Ce n’est que lorsque le système du Shah avait été totalement éradiqué que Khomaïni est entré en sur-régime pour purger tout le monde sauf ses disciples religieux – recréant, à une moindre échelle, l’enfer du Shah, mais au nom d’Allah. Eh bien, comme l’a dit Mao, aucune révolution n’est une soirée-cocktail. Pour ce qui est de Jimmy "Hamlet" Carter, il n’a jamais officiellement reconnu Khomeïni comme étant le dirigeant iranien. Washington n’a même pas essayé de lui parler. Un soupçon d’intelligence géopolitique aurait vu les États-Uniens essayer de partager le thé avec lui quand il était en exil à Paris. Mais David Rockefeller et son perroquet Kissinger auraient braillé, et donc un Carter apeuré se retira dans sa coquille. Après la Révolution Islamique, Washington ne rendit jamais les quelques $60 milliards que le Shah et sa famille avaient dérobé à l’Iran. Ce catalogue de désinformation des années ’70 et ’80 est aujourd’hui reflété par la désinformation de ces dernières années autour du programme nucléaire iranien.

Pas étonnant que la plupart des États-Uniens – et plein d’Européens – restent dans le flou. Quand Khomeïni est mort – et je me souviens avec clarté chaque journal en Europe, le 5 juin 1989, partageant la première page entre cet événement et Deng Xiaoping ordonnant le massacre de Tiananmen – le grand philosophe Daryush Shayegan, un ancien professeur de l’Université de Téhéran, publia un superbe article dans Libération expliquant la vue d’ensemble, depuis l’ "héritage" du Shah à Khomeïni. Shayegan écrivit que les deux hommes, le Shah et l’Imam, avaient commis les mêmes erreurs fatales et "incarné, chacun à sa manière, deux traits typiquement iraniens: la schizophrénie culturelle et le rêve de grandeur". Tout le drame a concerné deux Irans juxtaposés: l’Iran impérial et "l’Iran souffrant du sang du Martyr". Les deux ont exprimé un rêve impossible et, "comme le dirait le poète mystique du XIIè siècle Ruzbehan de Shiraz, la même "démence de l’inaccessible". Aujourd’hui, 35 ans après la Révolution Islamique, ce que recherchent les Iraniens est à peine inaccessible: la fin des sanctions occidentales et un terme à ce que certaines sections de l’Occident traite année après année le pays comme une bande de "fanatiques" religieux.

La Russie, la Chine, la Turquie, le Pakistan, d’autres nations asiatiques, toutes les nations latino-américaines, toutes les nations africaines, tous traitent l’Iran normalement.
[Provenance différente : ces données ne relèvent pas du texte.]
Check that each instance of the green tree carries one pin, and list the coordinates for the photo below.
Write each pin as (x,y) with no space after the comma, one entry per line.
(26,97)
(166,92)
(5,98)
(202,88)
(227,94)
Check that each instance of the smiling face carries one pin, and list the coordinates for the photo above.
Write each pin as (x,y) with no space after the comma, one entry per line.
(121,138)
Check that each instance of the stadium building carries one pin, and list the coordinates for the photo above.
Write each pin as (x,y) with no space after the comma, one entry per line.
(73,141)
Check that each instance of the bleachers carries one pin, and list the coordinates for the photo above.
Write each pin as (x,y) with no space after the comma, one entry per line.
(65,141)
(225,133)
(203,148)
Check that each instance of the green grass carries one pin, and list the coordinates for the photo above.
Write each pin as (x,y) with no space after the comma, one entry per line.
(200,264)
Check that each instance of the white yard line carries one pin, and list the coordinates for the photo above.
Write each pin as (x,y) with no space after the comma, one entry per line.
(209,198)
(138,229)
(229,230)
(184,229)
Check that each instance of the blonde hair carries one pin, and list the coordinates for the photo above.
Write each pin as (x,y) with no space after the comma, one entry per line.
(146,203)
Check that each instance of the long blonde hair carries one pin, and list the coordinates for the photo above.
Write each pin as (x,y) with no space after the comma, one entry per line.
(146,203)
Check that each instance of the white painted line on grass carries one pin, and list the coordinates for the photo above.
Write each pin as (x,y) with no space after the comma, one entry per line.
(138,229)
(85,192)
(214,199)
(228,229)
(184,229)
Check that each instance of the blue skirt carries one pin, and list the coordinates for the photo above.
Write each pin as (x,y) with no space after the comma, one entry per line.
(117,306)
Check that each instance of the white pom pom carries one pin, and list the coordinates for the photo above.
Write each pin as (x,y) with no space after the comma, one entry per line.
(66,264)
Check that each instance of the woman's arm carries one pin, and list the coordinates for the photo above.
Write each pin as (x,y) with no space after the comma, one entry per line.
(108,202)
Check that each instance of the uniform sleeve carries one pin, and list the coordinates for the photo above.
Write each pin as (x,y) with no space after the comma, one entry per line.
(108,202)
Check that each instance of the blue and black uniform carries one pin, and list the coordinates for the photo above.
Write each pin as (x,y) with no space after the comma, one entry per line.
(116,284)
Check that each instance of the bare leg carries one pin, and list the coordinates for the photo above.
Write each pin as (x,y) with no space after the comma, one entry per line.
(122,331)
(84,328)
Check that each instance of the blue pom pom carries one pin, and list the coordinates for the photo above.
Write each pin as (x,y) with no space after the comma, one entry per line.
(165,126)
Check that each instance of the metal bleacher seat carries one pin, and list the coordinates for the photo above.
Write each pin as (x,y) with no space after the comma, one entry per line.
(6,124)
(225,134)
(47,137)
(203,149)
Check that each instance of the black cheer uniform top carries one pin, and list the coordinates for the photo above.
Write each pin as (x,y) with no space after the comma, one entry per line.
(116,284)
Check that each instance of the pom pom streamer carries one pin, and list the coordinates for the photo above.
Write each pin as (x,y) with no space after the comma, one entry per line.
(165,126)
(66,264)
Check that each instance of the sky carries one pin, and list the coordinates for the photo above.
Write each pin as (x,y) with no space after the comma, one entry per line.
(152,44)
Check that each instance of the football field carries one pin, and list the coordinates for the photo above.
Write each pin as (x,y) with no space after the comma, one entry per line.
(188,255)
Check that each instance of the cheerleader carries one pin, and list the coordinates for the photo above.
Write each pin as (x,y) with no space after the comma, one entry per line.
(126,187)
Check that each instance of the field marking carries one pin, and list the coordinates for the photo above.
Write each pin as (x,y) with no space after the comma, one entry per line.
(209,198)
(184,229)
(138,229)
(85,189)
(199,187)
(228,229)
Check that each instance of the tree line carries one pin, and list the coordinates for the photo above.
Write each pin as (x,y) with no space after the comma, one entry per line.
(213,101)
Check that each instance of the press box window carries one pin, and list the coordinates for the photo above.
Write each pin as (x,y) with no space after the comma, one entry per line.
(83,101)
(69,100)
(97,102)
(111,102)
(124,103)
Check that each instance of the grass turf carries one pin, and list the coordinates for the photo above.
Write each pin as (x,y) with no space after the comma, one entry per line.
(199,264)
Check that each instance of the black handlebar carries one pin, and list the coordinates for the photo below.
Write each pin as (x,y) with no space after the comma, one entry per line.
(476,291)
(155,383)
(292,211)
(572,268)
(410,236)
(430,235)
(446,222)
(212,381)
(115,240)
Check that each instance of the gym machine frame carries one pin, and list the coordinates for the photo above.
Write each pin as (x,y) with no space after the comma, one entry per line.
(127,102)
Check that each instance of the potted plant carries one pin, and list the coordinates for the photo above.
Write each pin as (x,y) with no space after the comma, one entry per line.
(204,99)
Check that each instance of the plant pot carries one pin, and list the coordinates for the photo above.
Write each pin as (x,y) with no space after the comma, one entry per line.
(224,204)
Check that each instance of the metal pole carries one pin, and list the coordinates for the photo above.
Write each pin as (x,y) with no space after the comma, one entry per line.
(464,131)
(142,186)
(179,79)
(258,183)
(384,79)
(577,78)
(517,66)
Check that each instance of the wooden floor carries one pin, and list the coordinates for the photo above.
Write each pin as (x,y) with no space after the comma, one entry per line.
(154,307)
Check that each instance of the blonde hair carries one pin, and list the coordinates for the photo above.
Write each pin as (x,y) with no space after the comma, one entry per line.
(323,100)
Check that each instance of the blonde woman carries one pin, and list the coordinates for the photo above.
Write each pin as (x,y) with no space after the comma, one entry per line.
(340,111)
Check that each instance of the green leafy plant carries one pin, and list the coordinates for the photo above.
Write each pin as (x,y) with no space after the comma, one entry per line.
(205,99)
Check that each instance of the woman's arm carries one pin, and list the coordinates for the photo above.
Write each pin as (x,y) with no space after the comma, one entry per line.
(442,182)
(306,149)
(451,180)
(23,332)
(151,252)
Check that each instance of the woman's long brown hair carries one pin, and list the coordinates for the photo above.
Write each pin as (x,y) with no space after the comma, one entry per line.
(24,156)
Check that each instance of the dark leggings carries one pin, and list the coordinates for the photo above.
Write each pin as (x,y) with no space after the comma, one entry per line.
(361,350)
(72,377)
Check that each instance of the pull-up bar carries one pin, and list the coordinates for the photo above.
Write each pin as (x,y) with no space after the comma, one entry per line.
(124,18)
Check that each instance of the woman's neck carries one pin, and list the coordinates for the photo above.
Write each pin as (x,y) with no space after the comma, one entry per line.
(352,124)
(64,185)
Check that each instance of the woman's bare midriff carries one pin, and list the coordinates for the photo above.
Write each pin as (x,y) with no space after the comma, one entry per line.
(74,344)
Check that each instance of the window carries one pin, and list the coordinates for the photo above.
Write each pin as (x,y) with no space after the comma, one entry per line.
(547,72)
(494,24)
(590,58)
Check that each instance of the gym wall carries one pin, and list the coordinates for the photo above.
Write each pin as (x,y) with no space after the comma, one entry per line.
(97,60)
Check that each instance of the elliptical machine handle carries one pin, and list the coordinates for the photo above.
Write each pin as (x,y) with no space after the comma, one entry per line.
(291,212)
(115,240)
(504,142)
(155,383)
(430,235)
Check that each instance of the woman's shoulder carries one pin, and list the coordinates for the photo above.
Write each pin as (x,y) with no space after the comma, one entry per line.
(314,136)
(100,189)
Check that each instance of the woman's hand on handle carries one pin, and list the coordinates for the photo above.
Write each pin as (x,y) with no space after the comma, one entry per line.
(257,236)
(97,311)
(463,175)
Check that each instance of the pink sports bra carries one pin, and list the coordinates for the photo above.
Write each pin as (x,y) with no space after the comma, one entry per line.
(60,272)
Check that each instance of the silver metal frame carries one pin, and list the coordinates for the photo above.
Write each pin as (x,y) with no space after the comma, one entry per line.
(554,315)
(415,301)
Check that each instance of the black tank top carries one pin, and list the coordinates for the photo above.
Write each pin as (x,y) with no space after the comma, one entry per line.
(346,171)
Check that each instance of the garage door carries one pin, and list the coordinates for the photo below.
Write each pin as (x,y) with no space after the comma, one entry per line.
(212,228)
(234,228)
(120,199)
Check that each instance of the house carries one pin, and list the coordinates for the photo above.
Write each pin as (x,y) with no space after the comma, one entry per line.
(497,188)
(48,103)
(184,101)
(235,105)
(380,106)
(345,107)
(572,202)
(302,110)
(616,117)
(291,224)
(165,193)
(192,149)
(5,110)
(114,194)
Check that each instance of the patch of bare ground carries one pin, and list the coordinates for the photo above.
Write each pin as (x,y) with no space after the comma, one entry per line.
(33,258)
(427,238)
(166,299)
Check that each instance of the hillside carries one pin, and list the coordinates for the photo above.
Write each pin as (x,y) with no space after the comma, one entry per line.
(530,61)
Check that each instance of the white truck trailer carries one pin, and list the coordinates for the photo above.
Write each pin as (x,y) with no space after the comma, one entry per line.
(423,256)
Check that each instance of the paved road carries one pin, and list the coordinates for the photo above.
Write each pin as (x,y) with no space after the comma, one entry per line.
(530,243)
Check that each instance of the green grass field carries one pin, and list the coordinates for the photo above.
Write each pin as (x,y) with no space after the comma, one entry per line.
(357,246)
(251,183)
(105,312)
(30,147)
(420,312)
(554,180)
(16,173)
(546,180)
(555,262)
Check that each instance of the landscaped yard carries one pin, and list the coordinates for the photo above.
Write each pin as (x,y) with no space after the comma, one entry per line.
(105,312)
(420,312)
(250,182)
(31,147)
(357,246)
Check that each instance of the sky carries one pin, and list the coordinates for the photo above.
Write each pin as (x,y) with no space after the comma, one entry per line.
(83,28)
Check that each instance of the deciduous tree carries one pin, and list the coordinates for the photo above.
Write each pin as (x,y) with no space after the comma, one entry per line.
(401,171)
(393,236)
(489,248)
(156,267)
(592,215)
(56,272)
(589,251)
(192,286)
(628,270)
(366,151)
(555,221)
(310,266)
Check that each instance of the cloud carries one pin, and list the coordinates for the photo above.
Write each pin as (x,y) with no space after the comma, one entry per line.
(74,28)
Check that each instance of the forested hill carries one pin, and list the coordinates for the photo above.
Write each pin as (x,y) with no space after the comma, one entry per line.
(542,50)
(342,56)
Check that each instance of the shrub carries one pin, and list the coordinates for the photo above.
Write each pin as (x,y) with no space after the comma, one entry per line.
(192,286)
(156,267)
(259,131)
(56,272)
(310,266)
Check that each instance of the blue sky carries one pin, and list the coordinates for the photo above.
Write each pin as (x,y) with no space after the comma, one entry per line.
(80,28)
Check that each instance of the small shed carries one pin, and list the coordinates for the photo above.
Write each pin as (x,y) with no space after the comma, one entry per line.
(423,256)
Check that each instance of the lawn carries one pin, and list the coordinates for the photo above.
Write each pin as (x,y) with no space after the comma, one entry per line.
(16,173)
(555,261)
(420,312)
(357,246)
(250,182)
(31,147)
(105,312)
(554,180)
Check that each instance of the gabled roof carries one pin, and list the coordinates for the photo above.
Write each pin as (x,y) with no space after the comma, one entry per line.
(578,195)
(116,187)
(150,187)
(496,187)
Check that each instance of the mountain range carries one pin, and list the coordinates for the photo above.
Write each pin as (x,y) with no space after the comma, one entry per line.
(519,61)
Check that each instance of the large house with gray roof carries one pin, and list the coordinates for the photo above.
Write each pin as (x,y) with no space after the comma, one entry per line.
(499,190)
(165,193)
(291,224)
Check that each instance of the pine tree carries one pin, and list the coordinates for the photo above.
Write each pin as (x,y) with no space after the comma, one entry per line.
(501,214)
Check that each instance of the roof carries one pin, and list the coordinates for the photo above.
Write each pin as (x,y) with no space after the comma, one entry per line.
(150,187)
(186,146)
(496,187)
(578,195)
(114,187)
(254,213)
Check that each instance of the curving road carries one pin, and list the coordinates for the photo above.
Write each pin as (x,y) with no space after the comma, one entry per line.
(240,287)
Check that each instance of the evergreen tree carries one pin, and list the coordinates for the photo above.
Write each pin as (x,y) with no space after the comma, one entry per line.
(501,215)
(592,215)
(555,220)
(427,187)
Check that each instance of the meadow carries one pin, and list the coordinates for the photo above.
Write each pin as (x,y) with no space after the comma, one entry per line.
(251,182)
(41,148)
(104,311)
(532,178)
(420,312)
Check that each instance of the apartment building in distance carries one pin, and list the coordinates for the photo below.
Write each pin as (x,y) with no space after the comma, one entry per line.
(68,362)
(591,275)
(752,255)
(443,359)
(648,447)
Au-delà du clash de "flexibilité héroïque" contre l’exceptionnalisme états-unien, si seulement l’establishment US pouvait enfin surmonter la chose, et gérer – de façon réaliste – ce qui s’est passé en Iran il y a 35 ans. Alors seulement ces négociations à Vienne mèneront-elles quelque part, et nous pourrons avoir un accord nucléaire en 2014.